Editor In Chief Olivia Phillips Asks: What Becomes Possible When We Choose To Play Nice?
On the cusp of World Kindness Day, Harper’s Bazaar Arabia Editor in Chief Olivia Phillips asks
Remember a few years ago when kindness – or at least the aesthetic of it – was the hottest accessory on Instagram? “Be kind, everyone is fighting a battle you know nothing about,” floated across twee little tiles, the new “Live, Laugh, Love”. A fair sentiment, sure, but one that became so over-quoted it lost almost all meaning – like trying to meditate while your phone won’t stop pinging.
Then the mood shifted. Maybe the world hardened us. Maybe we got exhausted by anything that felt too toothless. But lately, I’ve been reading about the death and subsequent resurrection of the girlboss; once kind-of cancelled, now creeping back into relevance. This time, though, she’s not stomping in stilettos over anyone in her way; she’s trying to square ambition with humanity. It’s a recalibration we’re all attempting, in life and online.
Which brings us to this month: The Kindness Issue, anchored around International Day of Tolerance on the 16th and World Kindness Day on 13th. Call it kindness, call it compassion, call it whatever you like; the label doesn’t really matter. What matters is the intent. And maybe the crazy part is choosing softness in an industry famously built on barriers: exclusivity masked as aspiration; beauty measured against the narrowest possible standard; body positivity embraced… but only up to a sample size.
So we asked Danae Mercer, a woman who has built a platform on radical vulnerability, to unpack the contradiction in buying Skims while preaching self-acceptance.
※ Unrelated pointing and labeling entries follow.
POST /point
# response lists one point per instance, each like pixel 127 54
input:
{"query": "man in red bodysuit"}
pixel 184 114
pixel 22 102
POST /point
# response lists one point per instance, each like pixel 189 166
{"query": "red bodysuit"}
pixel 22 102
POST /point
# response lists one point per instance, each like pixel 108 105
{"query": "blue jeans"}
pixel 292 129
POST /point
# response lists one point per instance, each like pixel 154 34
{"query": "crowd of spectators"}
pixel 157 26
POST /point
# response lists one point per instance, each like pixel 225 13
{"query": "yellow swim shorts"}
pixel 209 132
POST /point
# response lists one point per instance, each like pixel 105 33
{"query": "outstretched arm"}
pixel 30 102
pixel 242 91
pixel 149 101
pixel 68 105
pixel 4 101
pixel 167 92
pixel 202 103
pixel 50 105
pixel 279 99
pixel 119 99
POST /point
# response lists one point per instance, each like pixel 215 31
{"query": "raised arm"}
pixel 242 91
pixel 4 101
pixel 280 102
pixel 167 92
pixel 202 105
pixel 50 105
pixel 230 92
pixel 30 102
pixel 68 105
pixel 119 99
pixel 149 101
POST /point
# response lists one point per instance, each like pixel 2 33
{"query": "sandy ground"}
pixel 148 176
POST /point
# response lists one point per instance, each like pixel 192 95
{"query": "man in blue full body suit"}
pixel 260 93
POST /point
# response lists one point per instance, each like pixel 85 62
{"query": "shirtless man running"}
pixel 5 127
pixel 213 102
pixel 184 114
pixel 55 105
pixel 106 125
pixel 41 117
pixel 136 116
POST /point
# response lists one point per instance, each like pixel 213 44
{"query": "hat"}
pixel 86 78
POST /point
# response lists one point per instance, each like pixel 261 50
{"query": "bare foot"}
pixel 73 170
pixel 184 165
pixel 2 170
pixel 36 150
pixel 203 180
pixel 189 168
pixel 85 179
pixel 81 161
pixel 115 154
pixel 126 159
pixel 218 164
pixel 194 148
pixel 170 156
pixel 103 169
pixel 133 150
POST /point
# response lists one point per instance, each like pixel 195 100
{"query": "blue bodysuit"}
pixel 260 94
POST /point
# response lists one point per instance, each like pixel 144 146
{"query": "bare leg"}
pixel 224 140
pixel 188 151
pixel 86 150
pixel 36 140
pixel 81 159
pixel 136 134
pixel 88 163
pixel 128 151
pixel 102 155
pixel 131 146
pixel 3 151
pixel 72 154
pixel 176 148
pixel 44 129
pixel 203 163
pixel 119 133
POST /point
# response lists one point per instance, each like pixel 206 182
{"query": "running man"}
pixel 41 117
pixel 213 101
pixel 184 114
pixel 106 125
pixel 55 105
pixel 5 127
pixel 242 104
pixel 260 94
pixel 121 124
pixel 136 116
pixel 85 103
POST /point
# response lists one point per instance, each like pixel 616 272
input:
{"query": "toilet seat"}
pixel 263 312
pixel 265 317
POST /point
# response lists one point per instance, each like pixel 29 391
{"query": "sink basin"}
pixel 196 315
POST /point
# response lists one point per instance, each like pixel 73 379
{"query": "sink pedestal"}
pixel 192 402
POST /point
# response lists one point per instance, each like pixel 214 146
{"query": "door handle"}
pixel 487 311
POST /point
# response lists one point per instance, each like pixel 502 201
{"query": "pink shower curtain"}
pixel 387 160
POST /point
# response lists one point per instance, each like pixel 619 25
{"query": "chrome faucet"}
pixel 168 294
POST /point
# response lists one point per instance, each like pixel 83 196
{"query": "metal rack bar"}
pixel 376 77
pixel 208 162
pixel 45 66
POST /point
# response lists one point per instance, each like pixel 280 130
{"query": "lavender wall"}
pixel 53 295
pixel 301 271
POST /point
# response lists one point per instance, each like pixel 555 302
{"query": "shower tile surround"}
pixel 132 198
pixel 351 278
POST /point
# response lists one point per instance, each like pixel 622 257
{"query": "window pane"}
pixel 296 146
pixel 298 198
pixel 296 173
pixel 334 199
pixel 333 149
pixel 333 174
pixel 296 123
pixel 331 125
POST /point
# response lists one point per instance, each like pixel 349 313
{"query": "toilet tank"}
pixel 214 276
Robin Givhan took on a question that feels almost subversive: can fashion still show us the light when cynicism feels like a default setting? And we looked at leadership through a different lens, one defined not by power moves but by empathy. Because the modern woman at the helm isn’t feared. She’s followed.
The question this issue poses isn’t “Can we be kind?” It’s asking “What happens if we choose to be – especially when it’s not always easy?”